Toute absence, quel qu’en soit le motif, entre dans le calcul de l’obtention de cette prime, à l’exception des jours pour événements familiaux liés à un décès, des absences visées à l’article L1225-16 du Code du travail, et le cas échéant, du jour de rentrée scolaire, s’il est planifié.

Le montant de la prime est proratisé en fonction du temps de travail du collaborateur


  •  Dispositions spécifiques relatives au décompte du temps de travail et aux conges payes



  • Décompte du temps de travail

  • Principe général

Un état relatif du temps de travail réalisé au cours de la période de référence est remis à chaque collaborateur à l’issue de la période concernée.

Si un solde d’heure positif venait à apparaître en fin de période, la régularisation serait faite par paiement dudit crédit, majoré de 25%.

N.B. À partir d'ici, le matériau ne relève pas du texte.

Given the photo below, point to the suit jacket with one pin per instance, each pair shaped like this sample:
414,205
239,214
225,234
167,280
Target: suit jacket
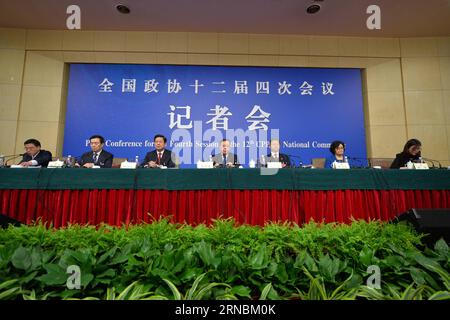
42,158
283,158
231,157
167,159
104,159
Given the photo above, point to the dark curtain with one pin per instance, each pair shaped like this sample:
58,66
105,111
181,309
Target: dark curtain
117,207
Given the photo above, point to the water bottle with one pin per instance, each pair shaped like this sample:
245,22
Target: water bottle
263,161
69,161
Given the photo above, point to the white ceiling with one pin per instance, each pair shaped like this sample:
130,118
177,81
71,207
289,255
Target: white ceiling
399,18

Si un solde négatif venait à apparaître, celui-ci serait reporté sur la période de référence suivante et devrait être régularisé dans les six premiers mois de ladite période de référence suivante par autant de substitutions que nécessaire de semaines à 32 heures par des semaines à 38 ou 35 heures.

Le reliquat éventuel du nombre d’heures qui n’est pas multiple de 3 est réputé perdu pour l’employeur.

La modification du calendrier individuel fixe intervient dès lors au mois de juillet pour les semaines restant à courir jusqu’au 31 décembre de l’année en cours.

  • Arrivées et départs en cours de période de référence

Les salariés arrivés dans l’Entreprise en cours de période de plannings alternés sont soumis aux mêmes horaires que leurs collègues de service.

Les dispositions relatives à la loi sur la mensualisation leur sont appliquées.

A la fin de la période de référence, il est procédé à un arrêté des compteurs comme pour les salariés présents toute la période de référence. Cet arrêté est comparé à la durée moyenne de 34 heures 13 minutes hebdomadaires.

Si un solde positif apparaît, les heures réalisées au-delà de la durée annuelle proratisée, sur la base de semaines moyennes de 34 heures 13 minutes, sont rémunérées à 125%.

Si un solde négatif apparaît, celui-ci est reporté sur la période de référence suivante et doit être régularisé dans les six mois suivant la fin de ladite période.

Pour les salariés quittant l’Entreprise en cours de période de plannings alternés, il est également procédé à un calcul du temps effectivement travaillé. Si un solde positif apparaît par rapport à la durée moyenne de 34 heures 13 minutes, et que ces heures n’ont pas déjà été payées au titre d’heures supplémentaires, elles sont alors rémunérées et majorées de 25%.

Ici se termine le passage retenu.